Paperbark gum

Scientific classification
- Kingdom: Plantae
- Clade: Tracheophytes
- Clade: Angiosperms
- Clade: Eudicots
- Clade: Rosids
- Order: Myrtales
- Family: Myrtaceae
- Genus: Eucalyptus
- Species: E. chartaboma
- Binomial name: Eucalyptus chartaboma D.Nicolle

= Eucalyptus chartaboma =

- Genus: Eucalyptus
- Species: chartaboma
- Authority: D.Nicolle

Species of eucalyptus

Eucalyptus chartaboma, commonly known as paperbark gum, is a eucalypt that is endemic to Queensland. It is a medium-sized tree with soft, papery, fibrous bark on the lower trunk, smooth white to pale cream-coloured bark above, lance-shaped adult leaves, flower buds in groups of seven, orange-coloured flowers and oval to urn-shaped fruit. The flower buds and fruit have distinct ribs along their sides.

==Description==
Eucalyptus chartaboma is a tree that grows to a height of up to 18 m, often with several stems, and forms a lignotuber. The bark on the lower trunk is soft, fibrous and papery, brownish to white, smooth white to cream-coloured above.
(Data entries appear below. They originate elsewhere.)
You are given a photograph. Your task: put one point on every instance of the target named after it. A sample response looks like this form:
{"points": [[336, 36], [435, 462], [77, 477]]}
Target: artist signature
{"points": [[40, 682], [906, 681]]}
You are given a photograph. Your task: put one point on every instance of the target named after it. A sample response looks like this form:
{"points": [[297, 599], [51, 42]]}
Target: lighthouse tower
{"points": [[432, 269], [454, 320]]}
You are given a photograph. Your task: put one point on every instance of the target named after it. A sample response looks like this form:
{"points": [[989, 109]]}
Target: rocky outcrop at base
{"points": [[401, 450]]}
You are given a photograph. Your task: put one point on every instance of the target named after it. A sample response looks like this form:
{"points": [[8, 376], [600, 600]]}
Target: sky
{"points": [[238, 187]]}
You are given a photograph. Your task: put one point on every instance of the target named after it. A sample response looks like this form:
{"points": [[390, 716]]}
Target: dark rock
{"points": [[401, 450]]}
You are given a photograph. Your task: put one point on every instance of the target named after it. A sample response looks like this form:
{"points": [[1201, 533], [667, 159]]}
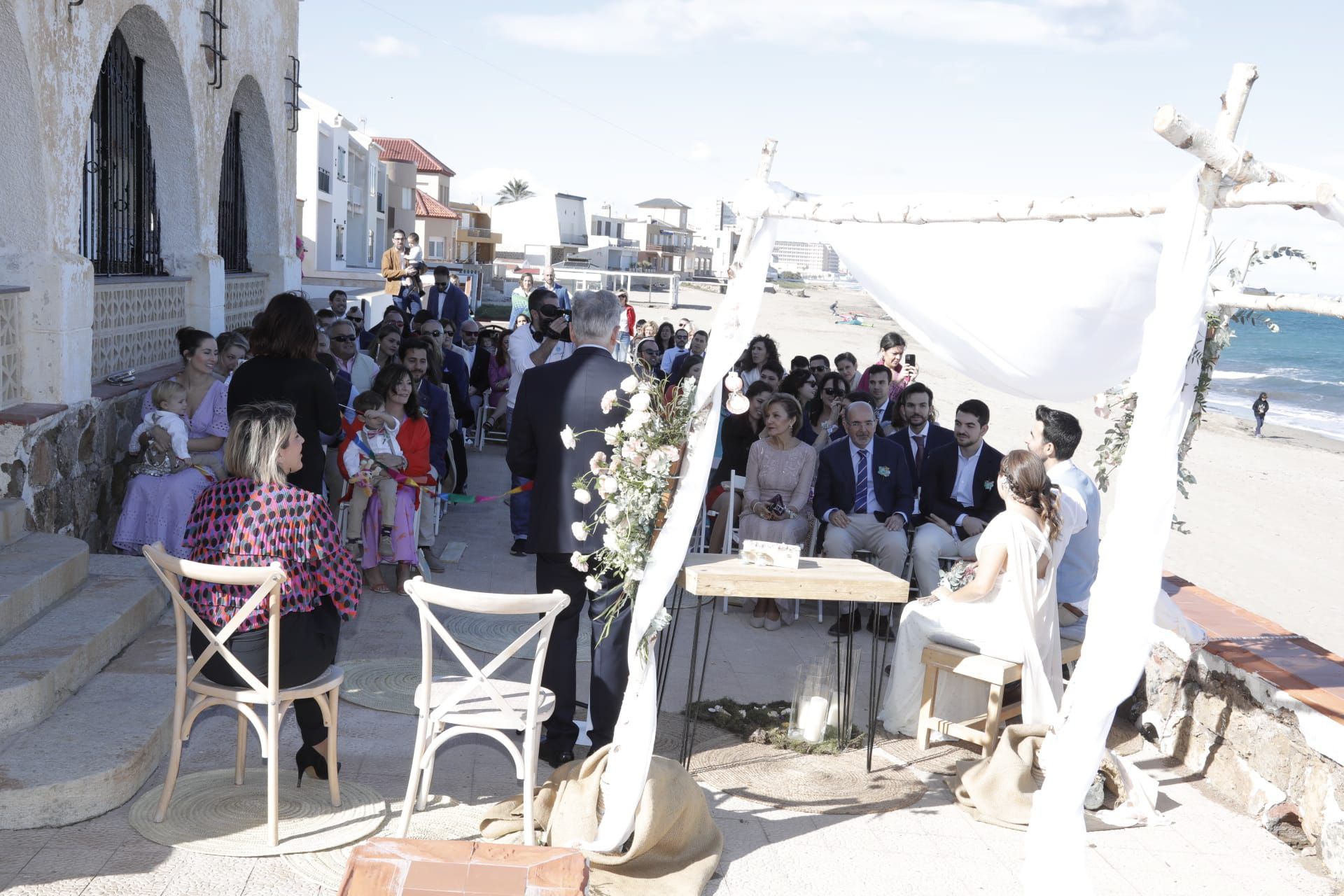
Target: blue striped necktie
{"points": [[860, 484]]}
The leaves on young plants and on coppice regrowth are egg-shaped, dull green, 50-90 mm long and 30-45 mm wide. Adult leaves are lance-shaped, a paler shade of dull green on the lower side, 85-165 mm long and 13-25 mm wide. The flower buds are arranged in groups of seven in leaf axils on a peduncle 16-30 mm long, the individual flowers sessile or on a pedicel up to 5 mm long. Mature buds are glaucous, spindle-shaped to diamond-shaped, 16-21 mm long and 8-11 mm wide, with ribs along the sides and a conical operculum. Flowering occurs between January and April and the flowers are orange. The fruit is a woody truncated oval to urn-shaped capsule 30-75 mm long and 30-65 mm wide, with ribs along the sides and the valves enclosed.

==Taxonomy and naming==
Eucalyptus chartaboma was first formally described in 2000 by Dean Nicolle from a specimen collected north of Mount Garnet and the description was published in the journal Nuytsia. The specific epithet (chartaboma) is derived from the Ancient Greek words charte meaning "leaf of paper" and bomos meaning "base", "stand" or "altar", referring to papery bark on the trunk of this eucalypt.

==Distribution and habitat==
Paperbark gum usually grows on low hills and occurs in scattered locations near Croydon, Einasleigh and Mount Garnet, then as far north as Maitland Downs on the southern Cape York Peninsula.